M. Havard de la Montagne fut membre de la Commission de Musique Sacrée du diocèse de Paris dès sa création en 1964, aux côtés d’Olivier Messiaen, Gaston Litaize, Jean Langlais, le chanoine Revert et le R.P. Martin. Grand Prix International du Disque Lyrique à deux reprises, on lui doit notamment, pour la maison de disques " Le Chant du Monde " une trentaine de chansons pour illustrer l’Histoire de France par les chansons de Pierre Barbier et France Vernillat, dont Régine Deforges signalait encore récemment tout l’intérêt historique, et l’enregistrement en première mondiale sous sa direction, du Requiem de Gounod (1978, Arion) et de ses Complies (BNL, 1993) qui lui valurent deux Orphées d’Or décernés par l’Académie du Disque Lyrique.

Secrétaire général de l’Union des Maîtres de Chapelle et Organistes (1960), alors présidée par Henri Büsser, qui milita activement pour la reconnaissance du statut d’organistes, professeur de musique aux collèges Sainte-Marie-de-Monceau puis Fénélon-Sainte-Marie à Paris (1962 à 1978), professeur de solfège au Conservatoire municipal de Franconville (Val-d’Oise) durant une dizaine d’années (1978-1988), Vice-président de l’Association Una Voce (1999), Joachim Havard de la Montagne est également l’auteur de nombreux articles musicologiques publiés à partir de 1952 dans diverses revues spécialisées (Musique-Sacrée, L’Orgue, Musique et Loisirs, Musica et Memoria…), parmi lesquels on peut citer : Les instruments à l’église, Guy de Lioncourt, La marche des Anges, L’art musical et son histoire dans la Liturgie, La musique religieuse de Charles Gounod, Camille Saint-Saëns, Gabriel Fauré, Maurice Duruflé, Jeanne Demessieux, Olivier Messiaen, Le violon d’Ingres, Les grandes étapes de la musique, Orgue et Liturgie, Le monde des organistes, Le Maître de chapelle dans l’histoire…

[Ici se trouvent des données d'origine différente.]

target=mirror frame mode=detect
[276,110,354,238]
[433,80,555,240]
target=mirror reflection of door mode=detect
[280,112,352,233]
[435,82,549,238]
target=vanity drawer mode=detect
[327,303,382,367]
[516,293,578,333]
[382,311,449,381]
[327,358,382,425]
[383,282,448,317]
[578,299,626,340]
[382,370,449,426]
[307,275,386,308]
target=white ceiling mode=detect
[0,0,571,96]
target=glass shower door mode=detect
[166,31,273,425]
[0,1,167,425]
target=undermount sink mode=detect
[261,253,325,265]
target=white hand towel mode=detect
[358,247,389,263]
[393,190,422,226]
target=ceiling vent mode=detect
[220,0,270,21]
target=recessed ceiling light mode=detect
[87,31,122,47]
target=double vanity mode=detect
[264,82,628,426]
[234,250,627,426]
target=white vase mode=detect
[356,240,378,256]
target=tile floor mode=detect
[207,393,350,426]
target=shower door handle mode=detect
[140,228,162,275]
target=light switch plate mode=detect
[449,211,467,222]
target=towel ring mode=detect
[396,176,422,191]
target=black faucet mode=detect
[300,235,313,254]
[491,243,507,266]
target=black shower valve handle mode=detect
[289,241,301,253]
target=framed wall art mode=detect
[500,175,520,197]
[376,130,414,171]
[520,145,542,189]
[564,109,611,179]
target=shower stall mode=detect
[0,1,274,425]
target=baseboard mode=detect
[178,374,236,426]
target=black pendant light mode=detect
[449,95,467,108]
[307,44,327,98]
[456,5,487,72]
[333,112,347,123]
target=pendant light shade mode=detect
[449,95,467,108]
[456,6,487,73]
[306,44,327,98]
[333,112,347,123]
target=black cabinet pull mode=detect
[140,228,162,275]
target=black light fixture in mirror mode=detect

Admis très jeune en février 1950 dans les rangs de la SACEM comme sociétaire, Joachim Havard de la Montagne n’a cessé de composer durant plus d’un demi-siècle. Son catalogue renferme plus d’une centaine de numéros d’opus dans tous les genres, dont bon nombre de pièces de musique religieuse, au sein desquelles on remarque : plusieurs Messes (de la Paix, de la Miséricorde, de Noël, Missa Ultima), deux oratorios : Les Complies, Office de Prime pour soli, chœur, orgue et orchestre, un Cantique de David pour baryton solo, chœur, orgue et orchestre, de nombreux motets (Ave Maria, Beati omnes, Libera me Domine, O Salutaris, Psaume 150, Venite exultemus…), des Répons pour la Passion selon St-Jean, St-Marc, St-Luc et St Mathieu, ainsi que 26 Psaumes (chœur à l’unisson et chœur à 4 voix mixtes)…, et des pages pour orgue : un Choral, Canon et Fantaisie sur " O glorifica ", une Partita sur " O Salutaris ", une Prière pour les défunts, une Séquence à Saint-Denis et des Versets pour les vêpres de Saint-Laurent… On lui doit également de la musique vocale profane, parfois écrite sous le pseudonyme de Louis Villereuse, parmi laquelle plusieurs partitions pour chœur : Aubépin aubépine, La Petite haie, Le P’tit homme, L’Envers de Paris, Les Chansons qui meurent et des mélodies : A la poubelle, Je ne veux pas, Le Camelot d’amour, Le Vigneron ; des pièces pour piano : Chansons d’automne (4 mains), En promenade (4 mains), Deux pièces brèves : Affetusoso, Giocoso ; de la musique de chambre : Suite en couleurs (harpe et clavecin), Trois danses anglaises (clavecin et guitare), Chansons d’histoire de France (deux suites pour quatuor de saxophones) ; des œuvres orchestrales : Choral, Canon et Fantaisie sur " O quam glorifica " pour cordes, harpe, trois trompettes et timbales, Prélude pour un anniversaire pour chœur et orchestre ; des chœurs liturgiques juifs et des chants israéliens : Hodo al Eretz, Artsa Alinou, Ishmechou ve malchtecho, Yisrael veoraita, etc...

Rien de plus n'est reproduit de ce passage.